Facebook prende in giro gli utenti e cambia la Privacy Policy
Da qualche settimana il social network per antonomasia si prepara a raggiungere l'incredibile traguardo di un miliardo di iscritti. Certo, al conteggio vanno sottratti profili falsi, abbandonati o doppi, ma sicuramente il servizio offerto da Palo Alto ha dalla sua qualche centinaio di milioni di utenti reali; solo Mark Zuckerberg sul suo profilo è seguito da oltre 12 milioni di persone, grazie alle quali, di amicizia in amicizia, può praticamente raggiungere qualsiasi persona sulla piattaforma. La domanda quindi nasce spontanea: è mai possibile che in 4 giorni il post ufficiale di Facebook in cui il sito annuncia il cambiamento dei termini di privacy e trattamento dei dati personali non abbia raggiunto i 7000 commenti?

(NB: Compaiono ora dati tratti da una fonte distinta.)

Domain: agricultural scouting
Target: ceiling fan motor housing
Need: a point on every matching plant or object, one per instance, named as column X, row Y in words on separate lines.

Il numero non è a caso, è il “traguardo” scelto proprio da Palo Alto, oltre il quale il social network si sarebbe impegnato a consultare TUTTI i suoi iscritti in merito a questa piccola rivoluzione nella privacy policy. In effetti l'argomento è abbastanza spinoso e in questo periodo sembra essere la bestia nera dei big che operano in rete, a partire da Google che sulla questione è in guerra aperta con l'Europa da settimane. Auspicabile quindi che agli utenti sia concesso di esprimersi sulla materia, cosa che il team di Palo Alto ha prontamente fatto, con un post ufficiale pubblicato sulla piattaforma. La conditio sine qua non perchè il suffragio venisse esteso a tutto il mondo degli iscritti era però che il post superasse i 7000 commenti, un traguardo risibile per un sito che vanta quasi un miliardo di utenti.
Eppure, incredibile ma vero, i commenti sono stati poco meno di un migliaio. Nasce quindi il sospetto che Palo Alto abbia fatto passare la notizia un po' in sordina, quanto basta per venire ignorato in una piattaforma dove le assurdità più incredibili ed inutili ricevono centinaia di migliaia di like, commenti e condivisioni. D'altro canto da sempre il social network bianco e blu ha introdotto novità in corso d'opera in barba all'opposizione degli utenti, che a prescindere da ogni novità puntualmente tornano a popolare la piattaforma in maniera caprina, al massimo borbottando qualche malumore e lanciando qualche imprecazione nei confronti del povero ingegnere di Harvard.
Nel caso in questione non vengono inserite novità particolarmente rilevanti ma il modus operandi di Facebook fa capire in quale – scarsa – considerazione vengano tenuti gli utenti, a cui si finge di voler concedere un potere che in realtà sono ben lungi dall'avere. Emblematico il punto 14.4 del documento sulla nuova privacy policy (rinominata tatticamente data-use policy); se per qualsiasi servizio online, attraverso l'iscrizione si aderisce ai termini e al regolamento interno (dopo averne preso visione, of course), ora su Facebook è sufficiente l'utilizzo per confermare di essere d'accordo con le norme che lo amministrano, anche se queste mutano durante il tempo senza alcuna approvazione da parte degli utenti (se non il loro continuare ad usufruire del servizio stesso).
È un passo ulteriore verso la facebookcrazia, dove vige il motto “siete tutti liberi di fare quello che diciamo noi”. Per il resto nel documento vengono esplicitati alcuni passaggi già previsti dalla piattaforma ma mai messi nero su bianco, come la possibilità per le app utilizzate dai nostri amici di godere dei medesimi privilegi degli amici stessi, come l'accesso alle nostre informazioni (anche se l'app non la utilizziamo personalmente). Risibile anche il “diritto all'oblio” offerto da Facebook per i suoi utenti; se le app sono obbligate dalla piattaforma a rimuovere ogni informazione sugli utenti che ne fanno richiesta, lo stesso comportamento non è dovuto dal social network, che in caso di abbandono si limita a sospendere l'account senza rimuoverlo davvero e continuando a conservare le informazioni caricate in precedenza. Per la serie “fate come dico, non fate come faccio”.